Common Chord Progressions
Learn How To Play Common Chord Progressions On The Guitar!
In this guitar lesson we are going to be going over some of the more common chord progressions that you will see over and over again in pop, rock, blues and a lot of other styles of music. We will cover six different progressions. Five of them will be in the key of G major and the last one will be in the key of E minor.
Both G major and E minor have the same key signature which is one sharp, F#. I will write out the G major scale and the chords that are in that key for you now. The G major scale is spelled 1G 2A 3B 4C 5D 6E 7F#. The chords in the key of G major are 1 G major, 2 A minor, 3 B minor, 4 C major, 5 D major, 6 E minor, and 7 F# diminished.
Now that we know the notes and chords in the key of G major let’s take a look at our first progression. The 145 progression is a super common progression that you will hear all over the place. Since we are in the key of G major all you have to do in order to build this progression is pick out the 1, 4 and 5 chords. Those chords would be G major, C major and D major. Try Playing through this progression using any chord shapes that you like.

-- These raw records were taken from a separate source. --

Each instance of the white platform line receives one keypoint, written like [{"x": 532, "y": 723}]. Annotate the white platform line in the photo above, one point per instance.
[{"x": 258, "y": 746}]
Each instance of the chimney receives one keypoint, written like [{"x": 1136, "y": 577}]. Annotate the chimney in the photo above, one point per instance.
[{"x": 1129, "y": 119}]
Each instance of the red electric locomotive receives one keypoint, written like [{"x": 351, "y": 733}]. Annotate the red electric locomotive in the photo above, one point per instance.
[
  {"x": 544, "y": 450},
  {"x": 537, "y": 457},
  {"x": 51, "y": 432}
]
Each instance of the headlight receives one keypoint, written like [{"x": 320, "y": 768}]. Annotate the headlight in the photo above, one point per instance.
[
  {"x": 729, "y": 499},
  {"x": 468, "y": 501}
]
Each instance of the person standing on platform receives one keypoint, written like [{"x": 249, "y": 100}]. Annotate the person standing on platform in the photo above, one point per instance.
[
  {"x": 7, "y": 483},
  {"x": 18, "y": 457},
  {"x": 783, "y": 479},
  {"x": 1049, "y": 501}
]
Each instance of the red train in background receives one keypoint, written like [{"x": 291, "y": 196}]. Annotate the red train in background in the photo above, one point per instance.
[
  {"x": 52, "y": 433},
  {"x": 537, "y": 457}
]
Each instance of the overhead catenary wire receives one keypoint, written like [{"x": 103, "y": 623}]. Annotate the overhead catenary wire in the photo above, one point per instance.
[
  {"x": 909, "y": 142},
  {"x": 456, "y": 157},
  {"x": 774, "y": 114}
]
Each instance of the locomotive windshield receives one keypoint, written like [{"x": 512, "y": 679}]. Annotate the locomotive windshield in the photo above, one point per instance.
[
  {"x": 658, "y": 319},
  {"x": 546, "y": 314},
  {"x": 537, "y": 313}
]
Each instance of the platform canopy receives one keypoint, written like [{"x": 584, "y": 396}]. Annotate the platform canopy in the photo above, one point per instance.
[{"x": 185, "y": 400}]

The 251 progression is usually though of as jazz progression but you can find it in just about any other kind of music too. A 251 progression in the key of G would be A minor, D major and G major. Try playing through this progression using several different chord voicings for each chord.
Let’s add two chords to the 251 progression to come up with a 36251. If you add the 3 and the 6 to the 251 that you just built you would end up the B minor, E minor, A minor, D major and G major.

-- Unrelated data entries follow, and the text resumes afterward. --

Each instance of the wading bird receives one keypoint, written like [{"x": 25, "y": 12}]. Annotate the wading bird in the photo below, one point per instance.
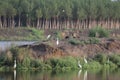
[
  {"x": 15, "y": 64},
  {"x": 80, "y": 66},
  {"x": 85, "y": 60},
  {"x": 57, "y": 42}
]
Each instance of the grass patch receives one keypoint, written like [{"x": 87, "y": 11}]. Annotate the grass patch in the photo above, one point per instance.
[
  {"x": 99, "y": 32},
  {"x": 17, "y": 34}
]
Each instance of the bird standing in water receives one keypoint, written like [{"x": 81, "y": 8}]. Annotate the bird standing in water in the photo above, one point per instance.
[
  {"x": 80, "y": 66},
  {"x": 85, "y": 60},
  {"x": 15, "y": 64}
]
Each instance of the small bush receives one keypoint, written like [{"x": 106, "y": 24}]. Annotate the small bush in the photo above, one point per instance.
[{"x": 98, "y": 32}]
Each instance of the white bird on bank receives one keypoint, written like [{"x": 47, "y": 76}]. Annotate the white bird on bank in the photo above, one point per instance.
[
  {"x": 48, "y": 36},
  {"x": 15, "y": 64},
  {"x": 57, "y": 42},
  {"x": 14, "y": 74},
  {"x": 79, "y": 73},
  {"x": 85, "y": 60},
  {"x": 80, "y": 66}
]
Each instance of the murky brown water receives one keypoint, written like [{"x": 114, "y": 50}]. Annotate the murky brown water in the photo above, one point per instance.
[
  {"x": 7, "y": 44},
  {"x": 73, "y": 75}
]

The 1564 chord progression is really popular in pop and contemporary church music. G major, D major, E minor and C major make up the 1564 progression in the key of G major.
The 1 b7 4 chord progression uses a chord that does not occur naturally in the key of G. G major is the 1 chord. The b7 chord is an F major. Normally the 7 chord in the key of G major would be an F# diminished chord but this time we are going to lower, or flat, the 7th scale degree one half step to an F natural and use a major chord to go with it. Finally, C major will be the 4 chord. Play through this progression a few times and see if you start to recognize it from some of the songs that you have heard.

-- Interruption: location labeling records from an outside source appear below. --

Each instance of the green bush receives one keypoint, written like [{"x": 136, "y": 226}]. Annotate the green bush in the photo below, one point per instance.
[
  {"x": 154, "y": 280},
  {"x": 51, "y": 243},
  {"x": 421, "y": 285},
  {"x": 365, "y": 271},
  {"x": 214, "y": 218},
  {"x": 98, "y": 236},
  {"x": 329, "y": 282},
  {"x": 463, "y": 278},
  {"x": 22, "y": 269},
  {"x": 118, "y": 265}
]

Let’s shift gears a bit and look at a minor blues progression in the key of E minor. A minor 145 blues progression in the key of E minor would be E minor, A minor and B7. I love to practice improvising over this progression. Try playing through and even recording this progression. Once you have it recorded you can use it as a play along track to practice your improvising.
All of these progressions are used quite often in many different styles of music. Keep an ear out for these progressions and see if you can identify them in some of the music that you enjoy listening to. If you are a writer you can try out some of these progressions with some lyrics that you already have.